Session Information
Date: Wednesday, November 16, 2016
Title: Epidemiology and Public Health III: Psoriatic Arthritis and More
Session Type: ACR Concurrent Abstract Session
Session Time: 11:00AM-12:30PM
Background/Purpose: In the management of chronic diseases, recommendations insist on the need to work in partnership with the patient. Patient-physician discordance in global assessment of disease activity is frequent but what does it reflect? The objectives of this study were to assess patient-physician discordance in global assessment in psoriatic arthritis (PsA), predictors of discordance (including patient reported domains of health) and the frequency of discordance according to disease activity levels.
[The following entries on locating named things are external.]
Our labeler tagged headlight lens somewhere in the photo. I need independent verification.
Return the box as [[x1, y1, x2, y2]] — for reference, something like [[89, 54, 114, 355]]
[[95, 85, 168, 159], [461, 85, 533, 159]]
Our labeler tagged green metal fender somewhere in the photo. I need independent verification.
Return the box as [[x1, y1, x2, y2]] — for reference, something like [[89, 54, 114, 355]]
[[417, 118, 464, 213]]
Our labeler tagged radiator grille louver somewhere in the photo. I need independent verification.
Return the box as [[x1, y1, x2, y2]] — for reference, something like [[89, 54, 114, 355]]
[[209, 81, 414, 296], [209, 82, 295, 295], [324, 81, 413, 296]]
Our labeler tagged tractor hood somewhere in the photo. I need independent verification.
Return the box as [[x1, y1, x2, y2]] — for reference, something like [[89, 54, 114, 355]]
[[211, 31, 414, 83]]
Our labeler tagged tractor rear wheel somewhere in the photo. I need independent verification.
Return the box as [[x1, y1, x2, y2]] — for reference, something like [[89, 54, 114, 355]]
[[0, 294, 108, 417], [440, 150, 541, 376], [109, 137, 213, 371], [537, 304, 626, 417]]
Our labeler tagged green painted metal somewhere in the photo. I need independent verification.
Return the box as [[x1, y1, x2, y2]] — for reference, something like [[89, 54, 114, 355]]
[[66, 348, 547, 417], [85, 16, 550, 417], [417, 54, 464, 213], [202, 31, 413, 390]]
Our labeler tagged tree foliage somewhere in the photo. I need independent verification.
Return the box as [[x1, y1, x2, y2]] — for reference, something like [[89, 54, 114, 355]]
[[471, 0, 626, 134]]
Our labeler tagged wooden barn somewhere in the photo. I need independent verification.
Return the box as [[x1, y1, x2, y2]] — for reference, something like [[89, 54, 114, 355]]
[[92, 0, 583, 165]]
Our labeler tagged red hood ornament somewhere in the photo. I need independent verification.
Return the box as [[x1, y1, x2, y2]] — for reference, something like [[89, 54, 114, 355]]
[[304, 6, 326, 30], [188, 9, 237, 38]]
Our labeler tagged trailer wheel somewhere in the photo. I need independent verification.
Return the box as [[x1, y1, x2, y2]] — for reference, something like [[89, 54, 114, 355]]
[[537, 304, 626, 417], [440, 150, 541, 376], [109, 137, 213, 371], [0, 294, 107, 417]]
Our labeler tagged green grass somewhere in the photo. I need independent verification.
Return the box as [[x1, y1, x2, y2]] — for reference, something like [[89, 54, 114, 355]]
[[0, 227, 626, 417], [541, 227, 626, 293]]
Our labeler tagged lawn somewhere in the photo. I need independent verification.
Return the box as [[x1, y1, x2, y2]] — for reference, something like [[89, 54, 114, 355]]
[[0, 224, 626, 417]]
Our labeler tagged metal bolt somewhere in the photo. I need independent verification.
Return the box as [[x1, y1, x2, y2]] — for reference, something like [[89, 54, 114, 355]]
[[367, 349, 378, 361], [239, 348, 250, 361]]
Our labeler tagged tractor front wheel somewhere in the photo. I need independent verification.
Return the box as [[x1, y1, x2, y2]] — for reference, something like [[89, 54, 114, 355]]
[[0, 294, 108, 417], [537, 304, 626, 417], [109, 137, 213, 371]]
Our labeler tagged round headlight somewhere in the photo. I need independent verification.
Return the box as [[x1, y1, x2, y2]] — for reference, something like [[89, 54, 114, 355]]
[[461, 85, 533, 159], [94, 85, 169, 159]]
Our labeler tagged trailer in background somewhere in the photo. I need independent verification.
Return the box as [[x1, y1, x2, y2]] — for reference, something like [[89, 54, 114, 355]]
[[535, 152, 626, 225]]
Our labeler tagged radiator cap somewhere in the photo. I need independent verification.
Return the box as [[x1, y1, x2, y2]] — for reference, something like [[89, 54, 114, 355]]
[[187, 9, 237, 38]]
Methods: The PsAID cross-sectional multicenter European study of patients with PsA according to expert opinion was analysed. Patient- and Physician-Global Assessment (PGA and PhGA) were rated with a 0-10 numeric rating scale. Discordance was defined as the difference (PGA–PhGA) and as the absolute difference |PGA-PhGA|≥3 points in the whole population and according to Disease Activity index for PSoriatic Arthritis (DAPSA) levels. Determinants of (PGA-PhGA) were assessed by a stepwise multivariate linear regression among 12 physical and psychological aspects of impact (pain, skin problems, fatigue, ability to work/leisure, functional incapacity, feeling of discomfort, sleep disturbance, anxiety/fear, coping, embarrassment/shame, social participation and depressive affects). A sensitivity analysis was also performed with a logistic regression model using the binary variable |PGA-PhGA|≥3 as outcome. There was no imputation of missing data.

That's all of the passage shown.